With these challenges in mind, we compiled and characterized a non-repetitive parts library including all of the regulatory elements needed for sgRNA array design: constitutive promoters, sgRNA handles, transcriptional terminators, and biologically neutral spacers (Fig. 1a). The most significant challenge here was to design unique sgRNA handles that performed equally as well as the wild-type handle. Work had been previously done to identify some of the sequence-structure features required for Cas9-handle recognition5,6, but no comprehensive mutagenesis study had been conducted. We tested non-repetitive sgRNA handles across 3 design-build-test-learn cycles using an in vivo mRFP1 reporter knockdown assay and machine learning to iteratively improve the design constraint, resulting in 28 highly functional non-repetitive handles for CRISPR-Cas9 applications.
We then designed and thoroughly characterized 3 “extra-long sgRNA arrays” (ELSAs), with up-to 22 coexpressed sgRNAs in E. coli, for various demonstrative applications including: a succinate producing strain via metabolic rewiring, a biocontainment strain with inducible multi-auxotrophy, and an antibiotic susceptible strain with reduced persister cell survival (Fig. 1b-c). Notably, to achieve synthesis success and genetic stability of these ELSAs, we developed and used an automated design algorithm, referred to as ELSA Calculator that combines the non-repetitive parts to have a maximum DNA repeat length (e.g. L=12 bp) and to satisfy 23 design rules pertaining to synthesis and stability (link below).

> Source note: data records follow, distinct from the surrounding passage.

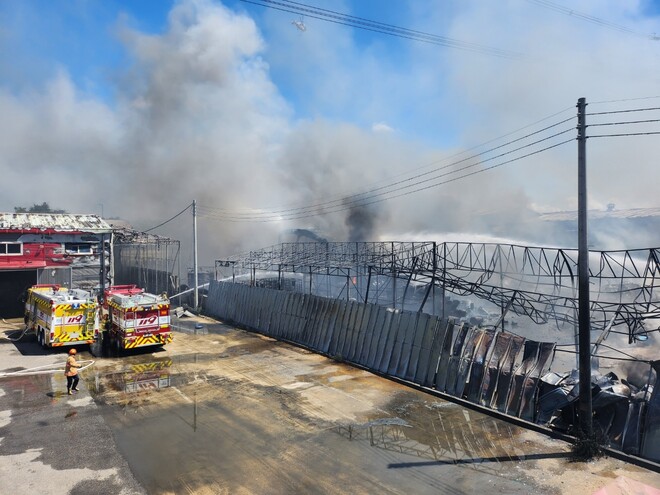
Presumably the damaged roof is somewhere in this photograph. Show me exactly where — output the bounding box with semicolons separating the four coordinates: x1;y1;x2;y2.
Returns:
0;213;112;234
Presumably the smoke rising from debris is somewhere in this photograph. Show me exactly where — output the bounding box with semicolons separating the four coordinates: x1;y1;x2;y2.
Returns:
0;0;660;263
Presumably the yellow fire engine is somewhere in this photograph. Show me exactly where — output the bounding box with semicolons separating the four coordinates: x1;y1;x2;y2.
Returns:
102;285;173;351
25;285;99;348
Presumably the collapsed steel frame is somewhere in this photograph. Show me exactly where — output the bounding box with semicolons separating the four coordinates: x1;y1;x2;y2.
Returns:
215;242;660;342
113;229;181;294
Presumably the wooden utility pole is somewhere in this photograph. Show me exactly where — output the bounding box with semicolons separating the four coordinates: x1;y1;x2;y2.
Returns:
577;98;593;438
193;199;199;311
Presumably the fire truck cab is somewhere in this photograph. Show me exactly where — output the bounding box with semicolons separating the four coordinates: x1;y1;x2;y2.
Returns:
25;285;99;348
102;285;173;351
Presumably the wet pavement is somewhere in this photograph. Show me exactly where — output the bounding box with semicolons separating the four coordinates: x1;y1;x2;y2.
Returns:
0;318;660;494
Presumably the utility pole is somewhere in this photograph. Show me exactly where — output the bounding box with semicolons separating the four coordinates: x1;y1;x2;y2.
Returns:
193;199;199;310
577;98;593;438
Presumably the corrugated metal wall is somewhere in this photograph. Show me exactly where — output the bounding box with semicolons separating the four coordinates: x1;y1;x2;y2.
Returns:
206;281;660;460
206;282;554;421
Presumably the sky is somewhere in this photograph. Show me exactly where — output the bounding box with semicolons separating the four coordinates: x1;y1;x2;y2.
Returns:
0;0;660;264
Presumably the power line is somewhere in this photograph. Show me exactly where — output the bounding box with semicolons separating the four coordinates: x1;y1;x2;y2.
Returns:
589;95;660;105
143;203;192;234
199;138;575;222
241;0;521;58
527;0;660;41
586;107;660;117
587;131;660;138
202;106;575;215
587;119;660;127
199;117;573;219
200;126;573;220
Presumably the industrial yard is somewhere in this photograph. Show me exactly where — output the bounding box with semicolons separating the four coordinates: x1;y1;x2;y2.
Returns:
0;318;660;495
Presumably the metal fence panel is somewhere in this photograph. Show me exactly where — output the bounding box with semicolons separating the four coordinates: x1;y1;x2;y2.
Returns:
465;329;495;404
383;311;403;376
406;313;435;385
506;340;541;416
365;306;386;369
376;308;398;373
491;335;525;412
479;332;513;407
642;360;660;462
517;342;555;421
396;312;419;380
354;304;376;366
444;323;472;395
434;319;458;392
346;302;366;363
418;316;447;387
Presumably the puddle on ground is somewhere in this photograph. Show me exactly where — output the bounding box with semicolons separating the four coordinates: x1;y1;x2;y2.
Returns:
334;393;570;479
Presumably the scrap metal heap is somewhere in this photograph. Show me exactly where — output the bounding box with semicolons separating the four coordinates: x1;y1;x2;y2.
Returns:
209;242;660;462
216;242;660;342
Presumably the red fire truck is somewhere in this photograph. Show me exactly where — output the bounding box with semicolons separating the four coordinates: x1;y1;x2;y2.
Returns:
102;285;173;351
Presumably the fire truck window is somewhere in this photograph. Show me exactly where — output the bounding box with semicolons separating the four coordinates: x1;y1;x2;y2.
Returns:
0;242;22;255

This work is the first of many steps towards realizing large scale CRISPR systems. We hope to soon see even larger toolboxes of non-repetitive sgRNA handles for both S. pyogenes Cas9, as well as other Cas proteins and CRISPR systems. Of note, the final design constraint for the sgRNA handle encompasses a design space including an estimated hundreds of thousands of non-repetitive handles that could be co-expressed! We’re excited to see how other researchers across the life sciences make use of ELSAs and we’re excited to see the future of non-repetitive DNA design in synthetic biology.
Doudna, J.A. & Charpentier, E. The new frontier of genome engineering with CRISPR-Cas9. Science 346, 1258096 (2014).
Stanton, B.C. et al. Genomic mining of prokaryotic repressors for orthogonal logic gates. Nature chemical biology 10, 99 (2014).
Hoffman, B.G. Red Teaming: How Your Business Can Conquer the Competition by Challenging Everything. (Crown business, 2017).
Shen, P. & Huang, H.V. Homologous recombination in Escherichia coli: dependence on substrate length and homology. Genetics 112, 441-457 (1986).
Briner, A.E. et al. Guide RNA functional modules direct Cas9 activity and orthogonality. Molecular cell 56, 333-339 (2014).
Nishimasu, H. et al. Crystal structure of Cas9 in complex with guide RNA and target DNA. Cell 156, 935-949 (2014).